“The Office” ha un oscuro segreto che ti fa chiedere se sia davvero una serie comica

“The Office” ha un oscuro segreto che ti fa chiedere se sia davvero una serie comica
“The Office” ha un oscuro segreto che ti fa chiedere se sia davvero una serie comica

‘The Office’ (la versione americana, quella di Steve Carell) è considerata una delle migliori serie comiche della storia della televisione. Lo dimostrano i suoi oltre 30 premi (tra cui un Golden Globe e cinque Emmy) o i suoi punteggi su IMDb (9) e FilmAffinity (8.1). I critici e il pubblico lo adorano e ci sono milioni di spettatori che lo hanno fatto gridò dalle risate con Dwight Schrute, si sentiva imbarazzato da Michael Scott e desiderava una relazione tenera come quella tra Jim e Pam. Tuttavia, la finzione si nasconde un oscuro segreto che farebbe riconsiderare a molti l’intera opera. Forse, invece di essere una folle commedia di buone maniere, “The Office” lo è in realtà una commedia nera ed esistenziale.

Nel libro che racconta come è stata realizzata la serie (“The Office: The Untold Story of the Greatest Sitcom of the Greatest Sitcom of the 2000s: An Oral History”) pone una domanda che molti spettatori non si pongono mai. Perché qualcuno dovrebbe girare un documentario a Scranton sui dipendenti di un’azienda che vende carta? È la premessa da cui parte e la sitcom la rilascia non appena comincia a giustificare una messa in scena con continue interviste on-camera, ma… che interesse potrebbe avere? Ebbene, non è una licenza che va acquistata dai suoi sceneggiatori, ma piuttosto la spiegazione è accuratamente nascosta in un paio di capitoli.

Non vedrai questa immagine con gli stessi occhi dopo aver appreso la teoria.

La prima tappa che dobbiamo fare è l’episodio 8 della seconda stagione, ‘L’esame dei risultati‘. In esso, Michael convoca una delle sue riunioni produttive, questa volta per leggere (su richiesta di Jan) i commenti che i suoi dipendenti hanno pubblicato nella casella dei suggerimenti. “Leggiamo alcuni di questi cerastio“, inizia. “Abbiamo bisogno di benefici migliori dipendenti affetti da depressione”. In quel momento comincia a ridere, si ferma e prende scherzosamente il biglietto. “Bene, andiamo, basta con gli scherzi. Nessuno soffre di depressione qui”.
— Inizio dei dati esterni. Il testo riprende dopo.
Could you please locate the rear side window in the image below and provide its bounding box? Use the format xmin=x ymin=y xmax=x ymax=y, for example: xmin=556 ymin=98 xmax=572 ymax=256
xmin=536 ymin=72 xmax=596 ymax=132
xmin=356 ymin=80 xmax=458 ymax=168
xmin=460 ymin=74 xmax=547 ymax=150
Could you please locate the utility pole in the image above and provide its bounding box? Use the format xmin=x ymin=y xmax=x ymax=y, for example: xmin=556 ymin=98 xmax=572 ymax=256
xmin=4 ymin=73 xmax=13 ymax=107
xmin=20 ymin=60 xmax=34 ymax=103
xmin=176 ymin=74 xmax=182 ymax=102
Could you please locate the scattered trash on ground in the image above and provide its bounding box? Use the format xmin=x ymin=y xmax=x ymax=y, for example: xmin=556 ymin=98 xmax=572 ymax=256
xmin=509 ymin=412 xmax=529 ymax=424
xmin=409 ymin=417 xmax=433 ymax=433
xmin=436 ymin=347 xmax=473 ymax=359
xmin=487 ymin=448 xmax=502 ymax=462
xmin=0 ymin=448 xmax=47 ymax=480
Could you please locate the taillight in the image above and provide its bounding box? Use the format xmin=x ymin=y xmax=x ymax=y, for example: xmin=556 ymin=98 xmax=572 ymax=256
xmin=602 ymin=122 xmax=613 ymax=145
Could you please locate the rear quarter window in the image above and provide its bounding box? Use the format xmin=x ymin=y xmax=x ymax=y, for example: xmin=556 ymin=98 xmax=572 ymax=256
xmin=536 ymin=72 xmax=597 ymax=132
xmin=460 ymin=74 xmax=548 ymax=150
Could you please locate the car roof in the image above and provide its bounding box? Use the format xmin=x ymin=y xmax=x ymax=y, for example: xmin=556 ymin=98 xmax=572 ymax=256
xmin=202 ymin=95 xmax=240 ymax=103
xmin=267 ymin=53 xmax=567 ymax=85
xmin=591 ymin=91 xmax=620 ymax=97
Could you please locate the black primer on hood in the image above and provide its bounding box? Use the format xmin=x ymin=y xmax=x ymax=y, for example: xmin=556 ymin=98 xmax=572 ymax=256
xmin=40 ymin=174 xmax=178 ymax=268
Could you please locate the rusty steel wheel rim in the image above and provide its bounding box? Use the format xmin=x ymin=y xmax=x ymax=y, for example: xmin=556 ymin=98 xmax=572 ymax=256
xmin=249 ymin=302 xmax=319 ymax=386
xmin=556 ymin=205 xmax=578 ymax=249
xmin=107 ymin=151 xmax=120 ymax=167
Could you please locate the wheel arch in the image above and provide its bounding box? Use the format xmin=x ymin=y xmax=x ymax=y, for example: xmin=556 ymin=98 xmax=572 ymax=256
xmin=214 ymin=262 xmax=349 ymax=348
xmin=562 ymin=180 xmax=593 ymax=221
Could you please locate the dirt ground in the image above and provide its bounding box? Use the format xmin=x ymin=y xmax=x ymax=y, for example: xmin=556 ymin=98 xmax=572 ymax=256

Jan è preoccupato per la questione (“Sembra serio, Michael“) e decide di leggere chi firma la proposta (“Tom? Quello che ho detto, uno scherzo. Nessuno qui si chiama Tom”). A questo punto interviene Phyllis, chiarendo che “Tom ha lavorato nella contabilità per circa un anno”. Visto che nessuno si ricorda di lui fa il gesto di farsi saltare le cervella e c’è un silenzio molto scomodo.

La prima allusione a Tom.

Di Tom non si sarebbe più avuto notizia fino all’episodio 16 della quarta stagione, ‘io rispetto‘. In quello, Dwight mostra Michael un organigramma di Dunder Mifflin per spiegare perché avrebbe dovuto rimproverare Stanley dopo come gli aveva parlato, a sorpresa, in un altro incontro. In detto poster Tom appare di nuovo (barrato) e offre persino il suo cognome, Peets.

Gli sceneggiatori hanno finito per confermare che, nel primo episodio di ‘The Office’, Ryan (lo stagista) entra a Dunder Mifflin per coprire il posto vacante sorto dopo il suicidio di Tom Peets. Ed è proprio per questo motivo che viene girato un documentario per vedere come i dipendenti della filiale di Scraton affrontano la perdita e come affrontano il suicidio sul posto di lavoro.

Ecco qua, il nome cancellato a sinistra, Tom Peets.

La giustificazione ha tutto il senso del mondo e vernice di tristezza quelle prime stagioni, in cui c’erano silenzi più imbarazzanti e i personaggi secondari avevano meno presenza e tendevano ad essere più silenziosi e apatici. Ma allo stesso tempo, anche rende l’evoluzione ancora più emozionante di tutti loro e della loro costante ricerca della felicità. Il segreto è, in definitiva, un altro motivo per amare “The Office”. Come se fossero pochi.